O presente blog se propõe a reflexão sobre os Direitos Humanos nas suas mais diversas manifestações e algumas amenidades.


quinta-feira, 17 de junho de 2010

Benefícios previdenciários garantidos aos casais LGBTs pela AGU... Só não há notícia da APROVAÇÃO e PUBLICAÇÃO pelo Presidente Lula!


Não é de hoje que estou para falar neste blog sobre a aprovação do Parecer 038/2010, pelo Advogado-Geral da União, Luís Inácio Lucena Adams (foto acima), que reconhece a União estável homossexual para o pagamento de benefícios previdenciários.

Porque não disse nada, embora soubesse desde 04/06/2010? Porque ainda possuía algumas dúvidas dos efeitos da aprovação deste Parecer pela AGU.

Seria muito feio, por ser advogado, repetir o que leio ou ouço sem a devida análise e esclarecimentos.

A primeira coisa que me veio a cabeça foi que se tratava de uma posição explicitada pela Advocacia Geral da União.

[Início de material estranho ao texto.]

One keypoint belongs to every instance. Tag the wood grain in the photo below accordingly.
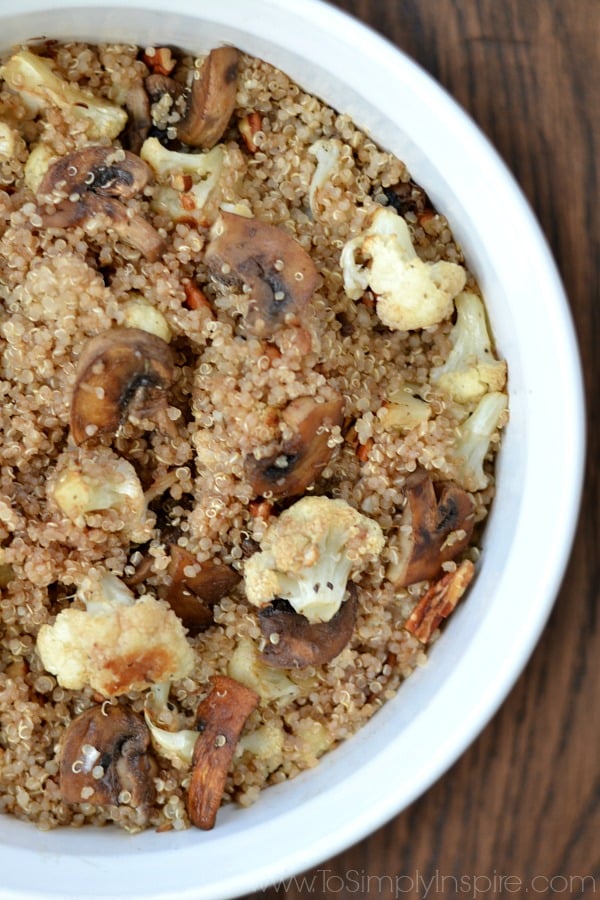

Quem expõe, expõe para alguém, a quem se destinava o parecer? E a quem caberia decidir se o parecer seria adotado ou não?

Essas foram minhas primeiras dúvidas (as responderei ao final).

Embora colegas comemorassem, não sabia ainda dizer se o mero parecer técnico seria adotado por quem de direito no Poder Executivo e não vi ninguém se pronunciar a este respeito. Isto para mim faz TODA a diferença.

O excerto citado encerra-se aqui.